L’Acampamento Terra Livre (Atl), promosso da Mobilização Nacional Indígena, si è ufficialmente concluso a Brasilia lo scorso 28 aprile, con la partecipazione di 4 mila persone.
Incontro e manifestazioni per denunciare l’offensiva anti-indigena dello Stato brasiliano e trovare un’unità di azione tra i rappresentanti dei diversi popoli nativi del Brasile.
Ma proprio adesso che l’accampamento è finito cominciano le vere lotte perché nel mirino del governo di destra brasiliano ci sono gli agenti della Fundação Nacional do Índio (Funai) che secondo Survival e le altre organizzazioni che difendono i diritti degli indios, «svolgono un ruolo fondamentale nel proteggere i territori dei popoli incontattati da taglialegna, allevatori, minatori e altri invasori».
Survival ha denunciato: «Alcune squadre sul campo sono già state ritirate, e ulteriori riduzioni sono pianificate nel prossimo futuro.
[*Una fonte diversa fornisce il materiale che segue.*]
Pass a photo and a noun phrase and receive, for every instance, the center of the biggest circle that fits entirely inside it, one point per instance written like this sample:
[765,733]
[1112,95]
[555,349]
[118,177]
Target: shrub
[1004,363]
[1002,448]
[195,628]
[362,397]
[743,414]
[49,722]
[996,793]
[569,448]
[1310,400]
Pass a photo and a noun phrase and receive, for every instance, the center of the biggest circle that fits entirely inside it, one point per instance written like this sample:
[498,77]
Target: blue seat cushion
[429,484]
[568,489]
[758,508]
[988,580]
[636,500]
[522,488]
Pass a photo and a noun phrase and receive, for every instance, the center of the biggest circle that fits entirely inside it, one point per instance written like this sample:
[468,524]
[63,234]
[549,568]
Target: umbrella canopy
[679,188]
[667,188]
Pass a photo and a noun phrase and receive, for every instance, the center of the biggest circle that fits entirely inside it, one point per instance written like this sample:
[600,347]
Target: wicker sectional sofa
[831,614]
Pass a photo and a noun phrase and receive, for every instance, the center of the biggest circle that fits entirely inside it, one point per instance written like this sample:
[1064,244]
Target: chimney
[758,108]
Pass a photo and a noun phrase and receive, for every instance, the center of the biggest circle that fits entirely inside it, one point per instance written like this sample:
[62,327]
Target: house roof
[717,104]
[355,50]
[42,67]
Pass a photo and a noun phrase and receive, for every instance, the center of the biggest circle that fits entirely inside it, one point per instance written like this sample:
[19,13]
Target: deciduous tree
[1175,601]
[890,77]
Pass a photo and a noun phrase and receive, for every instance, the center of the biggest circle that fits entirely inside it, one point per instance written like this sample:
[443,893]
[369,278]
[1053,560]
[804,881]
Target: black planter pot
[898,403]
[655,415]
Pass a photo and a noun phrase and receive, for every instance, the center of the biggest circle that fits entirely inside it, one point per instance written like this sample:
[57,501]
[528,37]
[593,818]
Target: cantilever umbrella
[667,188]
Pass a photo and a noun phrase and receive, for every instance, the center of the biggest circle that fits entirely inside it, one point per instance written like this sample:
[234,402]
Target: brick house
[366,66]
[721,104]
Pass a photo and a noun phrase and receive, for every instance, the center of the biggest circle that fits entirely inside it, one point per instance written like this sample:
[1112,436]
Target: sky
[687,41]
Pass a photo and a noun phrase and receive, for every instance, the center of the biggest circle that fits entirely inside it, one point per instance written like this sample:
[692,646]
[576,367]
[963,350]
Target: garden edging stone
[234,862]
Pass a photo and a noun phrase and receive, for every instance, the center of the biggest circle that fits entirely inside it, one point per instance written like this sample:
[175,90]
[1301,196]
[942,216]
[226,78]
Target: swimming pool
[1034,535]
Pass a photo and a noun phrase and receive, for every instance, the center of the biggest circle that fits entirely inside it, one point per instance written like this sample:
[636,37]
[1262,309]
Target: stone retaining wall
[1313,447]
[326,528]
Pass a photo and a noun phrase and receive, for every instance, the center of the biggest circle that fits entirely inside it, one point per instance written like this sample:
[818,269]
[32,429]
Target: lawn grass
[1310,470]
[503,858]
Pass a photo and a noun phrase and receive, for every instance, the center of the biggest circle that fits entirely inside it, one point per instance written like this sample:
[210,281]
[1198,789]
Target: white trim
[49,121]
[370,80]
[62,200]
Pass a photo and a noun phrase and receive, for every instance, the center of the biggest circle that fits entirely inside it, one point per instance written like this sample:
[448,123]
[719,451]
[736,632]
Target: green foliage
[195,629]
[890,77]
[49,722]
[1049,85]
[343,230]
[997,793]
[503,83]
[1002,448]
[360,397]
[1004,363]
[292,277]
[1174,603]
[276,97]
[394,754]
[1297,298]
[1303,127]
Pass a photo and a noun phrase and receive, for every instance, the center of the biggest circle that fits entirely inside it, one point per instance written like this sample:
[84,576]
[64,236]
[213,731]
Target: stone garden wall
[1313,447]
Probabilmente, non appena la protezione sarà annullata, migliaia di invasori si precipiteranno all’interno di questi territori».
In Brasile ci sono più di 100 tribù cosiddette ‘incontattate’, oltre due terzi della popolazione globale di popoli incontattati. E Survival ha spiegato perché danno così “fastidio”: « Molti di loro vivono all’interno di territori indigeni, per un totale di 54,3 milioni di ettari di foresta pluviale protetta, un’area grande quanto la Francia», un territorio enorme che fa gola a chi vuole disboscare, creare pascoli per il bestiame e piantare soia e mais Ogm.
Survival ha ricordato che «Questi territori sono monitorati da appena 19 squadre del Funai appositamente dedicate. È possibile che tutte e 19 le squadre siano eliminate dal budget statale brasiliano, nonostante i fondi necessari per mantenerle siano pari al salario medio e ai benefit annuali pagati a due soli membri del Congresso brasiliano. Queste proposte sono le ultime di una lunga lista di azioni intraprese dal governo Temer, salito al potere nel 2016 dopo l’impeachment di Dilma Rousseff, che potrebbero avere conseguenze catastrofiche per i popoli indigeni».